When he opened the eye clinic in southwest Kenya in April 1991, Sam Powdrill, PA ’99, had two empty rooms and his was the only clinic serving an area populated with one million people, he says. “No one was doing eye care in that area at that time.”  
      From 1991 to 2004, he operated the clinic at Tenwek Hospital in a rural area about 30 miles north of Masaai Mara. Since 2004, when he and his wife, Rachel, returned to the United States, he has returned annually to Kenya, loaded down with supplies, to provide care at the clinic and elsewhere.

PA grad finds satisfying work providing eye care to Kenyans


      “I’ve operated on a church bench, in the back of my car, but mostly in clinics or hospitals,” he says. “We’ve set up in schools, churches, and out in the bush” where members of five tribes seek his help. He travels by truck and trailer or helicopter to remote sites.

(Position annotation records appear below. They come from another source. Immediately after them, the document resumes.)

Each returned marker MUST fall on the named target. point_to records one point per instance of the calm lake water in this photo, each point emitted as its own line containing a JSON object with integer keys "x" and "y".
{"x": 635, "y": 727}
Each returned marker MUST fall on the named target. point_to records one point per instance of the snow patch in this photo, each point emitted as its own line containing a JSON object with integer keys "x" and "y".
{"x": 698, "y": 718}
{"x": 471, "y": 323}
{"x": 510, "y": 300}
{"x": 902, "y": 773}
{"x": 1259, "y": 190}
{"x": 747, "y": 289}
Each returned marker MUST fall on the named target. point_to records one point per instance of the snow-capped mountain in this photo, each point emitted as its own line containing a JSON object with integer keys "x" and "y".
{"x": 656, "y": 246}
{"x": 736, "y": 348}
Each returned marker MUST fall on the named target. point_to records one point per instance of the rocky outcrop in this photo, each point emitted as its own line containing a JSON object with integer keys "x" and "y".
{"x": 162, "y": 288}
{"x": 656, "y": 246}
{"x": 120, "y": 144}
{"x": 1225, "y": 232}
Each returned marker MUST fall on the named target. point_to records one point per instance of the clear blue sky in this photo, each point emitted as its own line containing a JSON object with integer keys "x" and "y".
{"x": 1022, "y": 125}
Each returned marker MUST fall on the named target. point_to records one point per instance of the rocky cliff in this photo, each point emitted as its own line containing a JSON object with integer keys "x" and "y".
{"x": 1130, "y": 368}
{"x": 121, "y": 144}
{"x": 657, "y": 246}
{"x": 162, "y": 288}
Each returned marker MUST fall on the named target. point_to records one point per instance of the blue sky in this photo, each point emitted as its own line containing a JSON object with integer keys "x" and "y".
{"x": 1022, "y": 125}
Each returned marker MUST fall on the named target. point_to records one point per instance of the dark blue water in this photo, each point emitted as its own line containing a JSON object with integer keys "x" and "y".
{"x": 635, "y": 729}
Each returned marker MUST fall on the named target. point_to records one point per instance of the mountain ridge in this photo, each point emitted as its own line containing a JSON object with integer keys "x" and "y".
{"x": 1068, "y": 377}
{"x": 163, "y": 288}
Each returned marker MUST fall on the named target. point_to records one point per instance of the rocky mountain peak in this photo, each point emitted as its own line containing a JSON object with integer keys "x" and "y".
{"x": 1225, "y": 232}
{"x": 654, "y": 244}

      “My infection rate is about the same as in the United States – that’s pretty amazing,” says Powdrill who treats patients in need of cataract, glaucoma and corneal repair surgery.   
      “In the last couple of years that we were there, we were doing about 1100 major eye cases a year, mostly cataracts,” he notes.  “A lot of our patients are very low-income” but, depending on their ability to pay, some are charged for services at various levels “so there’s a sense of ownership.”  The Kenyan staff is partially supported by patient funds.